My children in third and fifth grade are struggling with math. I know it is important for them to do better, but I am at a loss for ways to help them. Please give me some ideas. -- Mathematically Challenged


You are right to want to help your children now. Failing to master the basics of math in the early years is likely to lead to continuing math problems in school, especially in high school, where more math courses are now being required. Here are four things that will definitely help you to improve your children's work in math:

  • Get help now.

Talk to each of your children's teachers and find out what specific help your children need and who can give them this help. It could be you, another family member, a tutor, a teacher at the school or a learning center. Ask the teacher about helpful online math Web sites.

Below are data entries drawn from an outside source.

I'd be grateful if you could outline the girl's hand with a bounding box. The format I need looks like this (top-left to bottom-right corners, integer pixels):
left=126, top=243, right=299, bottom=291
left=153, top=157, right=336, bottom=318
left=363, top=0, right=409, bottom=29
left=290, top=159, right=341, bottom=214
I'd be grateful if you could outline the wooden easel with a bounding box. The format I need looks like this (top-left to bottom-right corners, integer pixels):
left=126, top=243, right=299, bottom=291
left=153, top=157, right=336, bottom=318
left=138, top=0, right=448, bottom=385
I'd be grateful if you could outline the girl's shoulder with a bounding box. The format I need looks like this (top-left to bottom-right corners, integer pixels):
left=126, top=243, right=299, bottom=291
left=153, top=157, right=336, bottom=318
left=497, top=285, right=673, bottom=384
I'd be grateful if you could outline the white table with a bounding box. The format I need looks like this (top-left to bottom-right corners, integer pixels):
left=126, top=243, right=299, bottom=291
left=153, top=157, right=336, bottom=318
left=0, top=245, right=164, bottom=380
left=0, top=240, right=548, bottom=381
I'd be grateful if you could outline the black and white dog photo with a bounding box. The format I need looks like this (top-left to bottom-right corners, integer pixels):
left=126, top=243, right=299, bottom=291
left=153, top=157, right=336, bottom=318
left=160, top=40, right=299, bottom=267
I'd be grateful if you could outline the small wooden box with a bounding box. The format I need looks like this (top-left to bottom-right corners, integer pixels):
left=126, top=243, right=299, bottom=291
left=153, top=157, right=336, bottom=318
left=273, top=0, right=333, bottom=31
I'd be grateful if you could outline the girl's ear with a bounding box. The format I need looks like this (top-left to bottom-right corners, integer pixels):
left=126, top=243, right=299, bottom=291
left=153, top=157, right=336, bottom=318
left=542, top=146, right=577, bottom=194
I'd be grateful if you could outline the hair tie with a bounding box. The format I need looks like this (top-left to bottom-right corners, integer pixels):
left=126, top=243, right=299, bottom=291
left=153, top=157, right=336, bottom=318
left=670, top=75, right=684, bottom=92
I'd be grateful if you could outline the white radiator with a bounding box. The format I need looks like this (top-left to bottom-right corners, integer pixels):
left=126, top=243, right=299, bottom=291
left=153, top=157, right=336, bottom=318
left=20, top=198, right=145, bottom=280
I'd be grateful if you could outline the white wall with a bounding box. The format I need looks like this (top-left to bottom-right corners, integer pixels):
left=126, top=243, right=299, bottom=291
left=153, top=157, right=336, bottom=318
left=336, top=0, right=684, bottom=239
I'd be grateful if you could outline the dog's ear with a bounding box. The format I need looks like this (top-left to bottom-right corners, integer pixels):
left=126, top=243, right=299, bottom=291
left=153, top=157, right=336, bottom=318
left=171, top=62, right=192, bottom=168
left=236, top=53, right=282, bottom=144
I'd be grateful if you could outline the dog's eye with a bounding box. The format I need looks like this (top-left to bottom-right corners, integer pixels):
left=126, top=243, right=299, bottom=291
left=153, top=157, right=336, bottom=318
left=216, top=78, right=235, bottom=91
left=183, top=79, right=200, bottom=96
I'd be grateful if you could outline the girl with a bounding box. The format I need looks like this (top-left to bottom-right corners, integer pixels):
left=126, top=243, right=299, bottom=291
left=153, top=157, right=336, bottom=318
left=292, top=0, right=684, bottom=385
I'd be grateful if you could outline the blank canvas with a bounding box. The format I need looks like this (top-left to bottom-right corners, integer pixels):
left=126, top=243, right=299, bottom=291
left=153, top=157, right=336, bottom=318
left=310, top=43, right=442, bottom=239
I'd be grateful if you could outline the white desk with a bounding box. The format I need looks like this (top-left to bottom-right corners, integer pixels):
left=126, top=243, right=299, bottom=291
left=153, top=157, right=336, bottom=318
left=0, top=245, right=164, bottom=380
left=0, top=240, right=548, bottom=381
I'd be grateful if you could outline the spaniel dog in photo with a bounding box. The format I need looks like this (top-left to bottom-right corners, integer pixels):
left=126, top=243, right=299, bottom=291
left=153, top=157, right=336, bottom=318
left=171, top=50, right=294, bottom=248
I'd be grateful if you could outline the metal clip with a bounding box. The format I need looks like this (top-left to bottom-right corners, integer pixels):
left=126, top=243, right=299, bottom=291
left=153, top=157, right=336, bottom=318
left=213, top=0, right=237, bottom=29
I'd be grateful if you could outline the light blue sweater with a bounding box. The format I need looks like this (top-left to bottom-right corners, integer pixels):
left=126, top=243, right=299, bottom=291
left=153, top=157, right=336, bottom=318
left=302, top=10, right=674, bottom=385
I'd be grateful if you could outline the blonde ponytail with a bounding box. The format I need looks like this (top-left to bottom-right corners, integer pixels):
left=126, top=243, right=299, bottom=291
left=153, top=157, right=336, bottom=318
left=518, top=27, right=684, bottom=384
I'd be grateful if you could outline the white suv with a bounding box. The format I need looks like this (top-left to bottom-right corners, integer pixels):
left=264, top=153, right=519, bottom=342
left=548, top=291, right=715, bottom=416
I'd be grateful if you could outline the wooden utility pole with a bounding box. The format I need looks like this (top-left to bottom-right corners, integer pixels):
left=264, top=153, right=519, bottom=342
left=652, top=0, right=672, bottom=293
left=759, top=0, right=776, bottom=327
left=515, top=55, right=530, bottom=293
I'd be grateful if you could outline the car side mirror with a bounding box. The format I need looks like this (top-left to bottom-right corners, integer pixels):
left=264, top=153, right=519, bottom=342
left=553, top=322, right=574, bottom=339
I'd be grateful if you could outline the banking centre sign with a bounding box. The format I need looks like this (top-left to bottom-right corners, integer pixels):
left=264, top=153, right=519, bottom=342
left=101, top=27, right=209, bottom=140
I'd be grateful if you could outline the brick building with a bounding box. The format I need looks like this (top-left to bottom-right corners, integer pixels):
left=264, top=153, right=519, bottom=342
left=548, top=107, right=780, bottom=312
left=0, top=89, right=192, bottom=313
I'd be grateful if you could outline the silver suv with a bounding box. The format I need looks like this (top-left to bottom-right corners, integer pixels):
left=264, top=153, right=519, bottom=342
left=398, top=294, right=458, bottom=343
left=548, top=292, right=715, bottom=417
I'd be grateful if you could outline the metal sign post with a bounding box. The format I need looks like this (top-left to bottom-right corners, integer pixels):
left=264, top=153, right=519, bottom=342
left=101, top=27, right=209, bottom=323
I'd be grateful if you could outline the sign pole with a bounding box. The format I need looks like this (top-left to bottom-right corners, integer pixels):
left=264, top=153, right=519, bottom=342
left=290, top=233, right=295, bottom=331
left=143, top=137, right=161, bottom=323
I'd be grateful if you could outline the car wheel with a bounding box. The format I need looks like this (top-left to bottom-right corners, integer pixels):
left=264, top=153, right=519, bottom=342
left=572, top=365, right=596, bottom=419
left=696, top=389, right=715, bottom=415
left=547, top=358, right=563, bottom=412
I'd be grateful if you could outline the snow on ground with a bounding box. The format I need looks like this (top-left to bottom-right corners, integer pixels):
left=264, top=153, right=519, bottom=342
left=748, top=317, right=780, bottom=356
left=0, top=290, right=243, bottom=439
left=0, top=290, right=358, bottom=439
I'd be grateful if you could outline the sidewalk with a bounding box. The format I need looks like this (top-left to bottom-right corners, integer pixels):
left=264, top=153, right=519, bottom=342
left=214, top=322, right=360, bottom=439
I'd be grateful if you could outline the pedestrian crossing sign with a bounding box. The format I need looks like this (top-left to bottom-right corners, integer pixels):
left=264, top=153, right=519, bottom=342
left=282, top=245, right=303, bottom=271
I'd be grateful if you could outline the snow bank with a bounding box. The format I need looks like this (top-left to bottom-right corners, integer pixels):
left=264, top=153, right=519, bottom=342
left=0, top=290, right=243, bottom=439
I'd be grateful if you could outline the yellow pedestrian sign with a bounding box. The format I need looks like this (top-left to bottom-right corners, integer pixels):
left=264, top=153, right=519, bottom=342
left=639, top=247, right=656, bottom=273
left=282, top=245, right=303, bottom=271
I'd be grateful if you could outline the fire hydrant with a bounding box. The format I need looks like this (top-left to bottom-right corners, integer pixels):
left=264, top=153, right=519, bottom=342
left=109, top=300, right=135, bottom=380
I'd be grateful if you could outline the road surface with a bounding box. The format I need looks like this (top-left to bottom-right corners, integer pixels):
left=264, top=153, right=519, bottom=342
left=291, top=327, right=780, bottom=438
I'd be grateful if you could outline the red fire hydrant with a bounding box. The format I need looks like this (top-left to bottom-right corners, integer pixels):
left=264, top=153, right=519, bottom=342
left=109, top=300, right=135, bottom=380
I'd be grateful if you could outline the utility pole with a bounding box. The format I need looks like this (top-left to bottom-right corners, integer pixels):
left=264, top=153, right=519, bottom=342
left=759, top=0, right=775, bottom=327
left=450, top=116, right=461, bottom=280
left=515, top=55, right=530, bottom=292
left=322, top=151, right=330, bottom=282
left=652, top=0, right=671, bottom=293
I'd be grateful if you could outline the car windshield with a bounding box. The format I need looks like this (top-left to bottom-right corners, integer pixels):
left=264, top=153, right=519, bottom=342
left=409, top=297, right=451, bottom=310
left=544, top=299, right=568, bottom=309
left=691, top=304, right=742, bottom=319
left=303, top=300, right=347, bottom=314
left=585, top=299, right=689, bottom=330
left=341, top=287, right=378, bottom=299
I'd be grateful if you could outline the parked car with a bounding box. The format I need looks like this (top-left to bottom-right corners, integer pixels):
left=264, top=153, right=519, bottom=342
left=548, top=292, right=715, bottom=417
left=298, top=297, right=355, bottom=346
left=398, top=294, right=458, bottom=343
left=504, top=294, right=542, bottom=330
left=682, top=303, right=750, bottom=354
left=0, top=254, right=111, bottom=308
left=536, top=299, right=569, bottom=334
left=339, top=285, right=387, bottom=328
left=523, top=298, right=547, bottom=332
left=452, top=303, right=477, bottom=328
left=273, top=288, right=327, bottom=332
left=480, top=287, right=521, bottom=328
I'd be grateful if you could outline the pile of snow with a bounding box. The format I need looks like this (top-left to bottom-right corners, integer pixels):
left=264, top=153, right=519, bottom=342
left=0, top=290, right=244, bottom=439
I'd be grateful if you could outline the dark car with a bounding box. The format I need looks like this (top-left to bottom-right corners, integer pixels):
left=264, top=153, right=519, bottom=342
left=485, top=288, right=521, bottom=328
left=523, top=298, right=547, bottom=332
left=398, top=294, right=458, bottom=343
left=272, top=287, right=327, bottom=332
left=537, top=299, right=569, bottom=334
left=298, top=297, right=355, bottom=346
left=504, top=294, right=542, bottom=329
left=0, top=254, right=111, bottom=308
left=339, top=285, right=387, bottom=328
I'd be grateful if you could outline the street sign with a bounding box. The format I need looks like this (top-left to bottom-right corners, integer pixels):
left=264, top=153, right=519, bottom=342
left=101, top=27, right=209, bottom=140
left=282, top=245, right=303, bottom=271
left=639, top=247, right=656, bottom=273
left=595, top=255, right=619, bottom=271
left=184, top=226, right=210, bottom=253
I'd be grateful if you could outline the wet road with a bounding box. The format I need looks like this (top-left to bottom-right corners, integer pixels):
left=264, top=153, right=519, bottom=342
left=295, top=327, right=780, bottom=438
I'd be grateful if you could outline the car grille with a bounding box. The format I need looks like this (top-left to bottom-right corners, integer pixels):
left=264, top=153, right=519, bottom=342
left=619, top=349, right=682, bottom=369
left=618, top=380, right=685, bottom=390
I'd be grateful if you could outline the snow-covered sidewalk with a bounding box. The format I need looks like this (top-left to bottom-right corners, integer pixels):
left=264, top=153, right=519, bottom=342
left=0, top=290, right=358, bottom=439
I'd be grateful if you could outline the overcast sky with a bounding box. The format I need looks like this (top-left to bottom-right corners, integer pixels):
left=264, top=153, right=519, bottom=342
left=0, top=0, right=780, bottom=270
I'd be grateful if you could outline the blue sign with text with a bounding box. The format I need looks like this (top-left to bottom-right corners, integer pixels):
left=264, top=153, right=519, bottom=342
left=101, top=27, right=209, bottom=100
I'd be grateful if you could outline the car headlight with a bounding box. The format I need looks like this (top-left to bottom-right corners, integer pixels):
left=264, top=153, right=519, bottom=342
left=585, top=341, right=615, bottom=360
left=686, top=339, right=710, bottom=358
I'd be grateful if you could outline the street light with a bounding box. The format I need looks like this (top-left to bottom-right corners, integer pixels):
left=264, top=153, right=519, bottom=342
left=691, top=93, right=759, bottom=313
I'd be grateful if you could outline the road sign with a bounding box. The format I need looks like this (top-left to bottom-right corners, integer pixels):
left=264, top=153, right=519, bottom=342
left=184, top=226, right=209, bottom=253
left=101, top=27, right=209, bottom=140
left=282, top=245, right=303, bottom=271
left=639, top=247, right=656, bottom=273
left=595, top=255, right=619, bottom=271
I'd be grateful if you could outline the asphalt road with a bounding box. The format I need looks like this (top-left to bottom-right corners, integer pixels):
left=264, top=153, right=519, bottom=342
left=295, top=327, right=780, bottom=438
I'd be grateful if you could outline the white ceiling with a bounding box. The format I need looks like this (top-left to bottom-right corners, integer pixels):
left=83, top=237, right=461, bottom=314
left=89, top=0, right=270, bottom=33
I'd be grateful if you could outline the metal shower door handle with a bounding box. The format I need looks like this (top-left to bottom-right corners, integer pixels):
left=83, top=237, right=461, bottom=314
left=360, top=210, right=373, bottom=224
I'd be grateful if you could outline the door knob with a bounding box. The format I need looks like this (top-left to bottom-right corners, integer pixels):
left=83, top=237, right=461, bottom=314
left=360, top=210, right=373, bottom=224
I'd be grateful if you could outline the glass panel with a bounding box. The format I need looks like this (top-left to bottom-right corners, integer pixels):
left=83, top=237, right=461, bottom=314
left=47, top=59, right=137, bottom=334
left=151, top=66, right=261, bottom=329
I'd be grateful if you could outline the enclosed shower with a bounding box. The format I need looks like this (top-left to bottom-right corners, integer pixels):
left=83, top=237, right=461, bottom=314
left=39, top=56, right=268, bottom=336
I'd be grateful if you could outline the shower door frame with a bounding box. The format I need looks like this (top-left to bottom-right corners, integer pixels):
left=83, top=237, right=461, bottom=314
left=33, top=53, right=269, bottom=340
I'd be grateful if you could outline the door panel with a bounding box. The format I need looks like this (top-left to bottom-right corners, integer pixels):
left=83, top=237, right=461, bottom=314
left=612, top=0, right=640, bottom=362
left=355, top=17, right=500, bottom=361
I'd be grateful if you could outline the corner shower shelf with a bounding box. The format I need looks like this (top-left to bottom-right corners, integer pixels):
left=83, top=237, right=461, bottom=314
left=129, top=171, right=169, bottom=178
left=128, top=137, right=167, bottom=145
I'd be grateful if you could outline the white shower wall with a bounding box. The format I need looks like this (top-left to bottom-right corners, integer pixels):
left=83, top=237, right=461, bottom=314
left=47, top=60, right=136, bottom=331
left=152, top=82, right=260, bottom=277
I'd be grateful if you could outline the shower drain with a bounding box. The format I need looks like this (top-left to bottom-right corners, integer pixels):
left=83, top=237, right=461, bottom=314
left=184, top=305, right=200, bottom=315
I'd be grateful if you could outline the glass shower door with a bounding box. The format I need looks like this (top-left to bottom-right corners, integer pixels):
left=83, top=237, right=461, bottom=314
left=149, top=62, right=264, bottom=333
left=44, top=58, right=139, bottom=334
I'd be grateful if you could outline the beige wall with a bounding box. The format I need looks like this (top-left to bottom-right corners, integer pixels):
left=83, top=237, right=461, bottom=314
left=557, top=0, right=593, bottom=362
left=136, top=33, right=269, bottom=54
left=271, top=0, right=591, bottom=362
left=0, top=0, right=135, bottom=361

  • Be sure your children know the basic facts.

This is one of the first steps in achieving competency in math. Facts are considered to be mastered when an answer can be given in less than 3 seconds. Try flashcard drills and games to help them master the facts. If they don't know an answer, have them lay out objects so they can "see" the answer.

  • Show your children how to handle their math homework.

Have them begin each math assignment by studying and then redoing the examples in the textbook or worksheet. Insist also that they write down all the examples that the teacher has written on the board to study and redo. Give them assistance if absolutely needed.

  • Encourage your children to do more math assignments.

Success in math, especially in handling story problems, comes from considerable practice. If your children are assigned the odd problems, have them do the even ones, too. Teachers might also have helpful worksheets that can be used. The more time your children spend on math, the quicker their skills will improve.

Caution: If your children are not capable of handling routine math assignments, work with their teachers on plans to give them assignments that they can handle.